The Electrochemical Surface Potential Due to Classical Point Charge Models Drives Anion Adsorption to the Air-Water Interface

TL;DR

This study reveals that classical point charge models predict a significant electrochemical surface potential that drives anion adsorption to the air-water interface, contrasting with ab initio results and impacting understanding of ionic distributions near hydrophobic surfaces.

Contribution

It demonstrates that electrochemical surface potential in classical models significantly influences anion adsorption, challenging ab initio findings and affecting models of ionic behavior near interfaces.

Findings

Classical point charge models predict a strong electrochemical surface potential driving anions to the interface.

This electrochemical potential contrasts with ab initio simulations suggesting anions are repelled.
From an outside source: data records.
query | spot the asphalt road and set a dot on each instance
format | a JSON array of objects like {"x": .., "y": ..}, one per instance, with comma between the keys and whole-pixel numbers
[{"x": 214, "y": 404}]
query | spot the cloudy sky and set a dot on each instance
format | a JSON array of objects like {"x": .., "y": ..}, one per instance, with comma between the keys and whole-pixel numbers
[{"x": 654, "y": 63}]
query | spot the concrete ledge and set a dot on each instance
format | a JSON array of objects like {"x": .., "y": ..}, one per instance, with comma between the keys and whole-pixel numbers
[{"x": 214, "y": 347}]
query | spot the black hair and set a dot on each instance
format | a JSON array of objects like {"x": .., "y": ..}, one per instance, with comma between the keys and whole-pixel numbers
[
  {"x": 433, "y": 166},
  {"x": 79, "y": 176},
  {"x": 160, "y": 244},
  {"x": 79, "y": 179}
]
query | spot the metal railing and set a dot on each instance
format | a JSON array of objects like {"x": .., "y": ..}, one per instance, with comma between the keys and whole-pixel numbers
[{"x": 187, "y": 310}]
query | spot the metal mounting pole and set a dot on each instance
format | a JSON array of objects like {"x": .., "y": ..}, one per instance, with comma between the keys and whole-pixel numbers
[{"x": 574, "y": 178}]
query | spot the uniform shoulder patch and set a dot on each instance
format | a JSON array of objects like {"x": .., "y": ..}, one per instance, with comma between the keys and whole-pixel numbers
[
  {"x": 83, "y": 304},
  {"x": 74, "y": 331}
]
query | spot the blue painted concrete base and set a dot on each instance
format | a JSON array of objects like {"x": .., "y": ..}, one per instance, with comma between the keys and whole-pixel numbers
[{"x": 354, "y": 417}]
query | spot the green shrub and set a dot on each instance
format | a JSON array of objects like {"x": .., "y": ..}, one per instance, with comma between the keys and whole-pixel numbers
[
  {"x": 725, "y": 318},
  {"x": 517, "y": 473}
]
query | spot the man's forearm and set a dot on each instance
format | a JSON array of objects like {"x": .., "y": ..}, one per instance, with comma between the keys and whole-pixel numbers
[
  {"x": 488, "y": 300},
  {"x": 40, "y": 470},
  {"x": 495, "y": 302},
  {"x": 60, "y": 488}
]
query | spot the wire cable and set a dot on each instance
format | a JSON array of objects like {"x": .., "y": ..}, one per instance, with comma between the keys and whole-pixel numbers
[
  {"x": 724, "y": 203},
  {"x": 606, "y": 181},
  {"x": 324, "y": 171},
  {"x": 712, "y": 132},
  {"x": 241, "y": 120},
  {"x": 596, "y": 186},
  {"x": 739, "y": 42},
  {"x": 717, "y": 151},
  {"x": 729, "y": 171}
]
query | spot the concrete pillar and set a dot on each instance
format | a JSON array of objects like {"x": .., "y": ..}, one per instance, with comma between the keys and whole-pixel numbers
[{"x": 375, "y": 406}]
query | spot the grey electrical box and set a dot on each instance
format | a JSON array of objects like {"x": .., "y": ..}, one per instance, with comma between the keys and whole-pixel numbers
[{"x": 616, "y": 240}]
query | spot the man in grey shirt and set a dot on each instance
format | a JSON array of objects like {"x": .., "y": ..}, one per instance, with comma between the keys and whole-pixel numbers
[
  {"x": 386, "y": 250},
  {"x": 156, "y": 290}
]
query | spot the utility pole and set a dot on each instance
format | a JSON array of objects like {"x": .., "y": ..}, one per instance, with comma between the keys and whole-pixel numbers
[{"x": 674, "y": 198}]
Implications for modeling ionic distributions near hydrophobic surfaces and proteins.

Abstract

We demonstrate that the driving forces for ion adsorption to the air-water interface for point charge models results from both cavitation and a term that is of the form of a negative electrochemical surface potential. We carefully characterize the role of the free energy due to the electrochemical surface potential computed from simple empirical models and its role in ionic adsorption within the context of dielectric continuum theory. Our research suggests that the electrochemical surface potential due to point charge models provides anions with a significant driving force to the air-water interface. This is contrary to the results of ab initio simulations that indicate that the average electrostatic surface potential should favor the desorption of anions at the air-water interface. The results have profound implications for the studies of ionic distributions in the vicinity of hydrophobic surfaces and proteins.